6:47 PM, Old City District, South City. Old Times Vintage Clothing Shop.

Xiao Ya stood before the dressing mirror, holding a cup of instant coffee that had long gone cold. The reflection staring back—twenty-seven years old, dark circles under her eyes, a few stress-induced pimples—looked exactly the same as it had three days ago.

But her eyes kept drifting to the corner of the room, where the crimson wedding gown hung.

It hung there motionless. The silk gleamed with a dull, bloody sheen in the evening light, phoenixes embroidered in gold thread swirling across the hem, every feather distinct.

She'd bought it three days ago from an old woman in the countryside. The woman, dressed in a gray cotton jacket, had walked into the shop carrying a plastic sack. From it she'd pulled this gown and shaken it open. Xiao Ya had been in this business for eight years; she knew quality at a glance. Genuine Qing Dynasty hand-embroidery, kesi silk technique, perfectly preserved. She could sell it for eighty thousand.

The old woman asked for two thousand. Xiao Ya gave her three.

While the woman counted the money, Xiao Ya had casually asked, "Auntie, who wore this?"

The woman's hand paused. Just for a second.

"My husband's grandmother," she said. Then she pocketed the cash and walked out without looking back.
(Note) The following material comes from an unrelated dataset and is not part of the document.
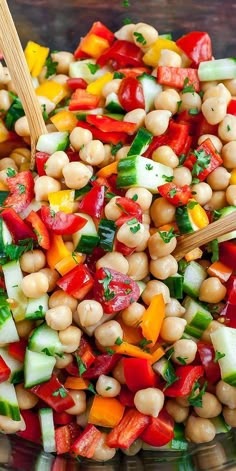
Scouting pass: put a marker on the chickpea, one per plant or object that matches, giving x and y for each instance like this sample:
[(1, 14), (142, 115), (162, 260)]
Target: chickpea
[(70, 338), (190, 100), (52, 277), (79, 398), (45, 185), (162, 212), (144, 197), (214, 139), (219, 179), (76, 175), (158, 248), (226, 394), (79, 137), (212, 290), (8, 425), (185, 349), (107, 386), (154, 287), (114, 260), (202, 193), (211, 407), (149, 401), (166, 100), (138, 266), (166, 156), (163, 267), (33, 261), (214, 109), (174, 309), (157, 121), (63, 59), (217, 201), (229, 416), (182, 176), (111, 87), (5, 100), (26, 399), (198, 430), (179, 414), (133, 314), (169, 58), (131, 234), (136, 116), (59, 317), (149, 34), (107, 333), (103, 452), (172, 329), (59, 298), (64, 361), (89, 312), (112, 211), (22, 127), (34, 285)]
Xiao Ya hadn't thought much of it at the time. With eighty thousand in profit staring her in the face, who had time to worry about an old country woman's expression?

She was thinking about it now.

Because since last night, this gown had been... wrong.

First the lights. The LED shop lights—never failed in two years—flickered seventeen times last night. She'd counted. The electrician checked this morning. Nothing wrong with the wiring.

Then the sounds. At 2 AM, she was sleeping in the back room and heard fabric rustling. Shhh, shhh, like someone walking in a long skirt. She thought it was rats. Got up to check. The gown hung there. Nothing around it.

Strangest of all—the temperature.

It was October, but the AC kept the shop at a steady twenty-three degrees. Every time she got within half a meter of that gown, the air would suddenly turn cold. Cold as a freezer. Cold enough to make the hairs on the back of her neck stand up.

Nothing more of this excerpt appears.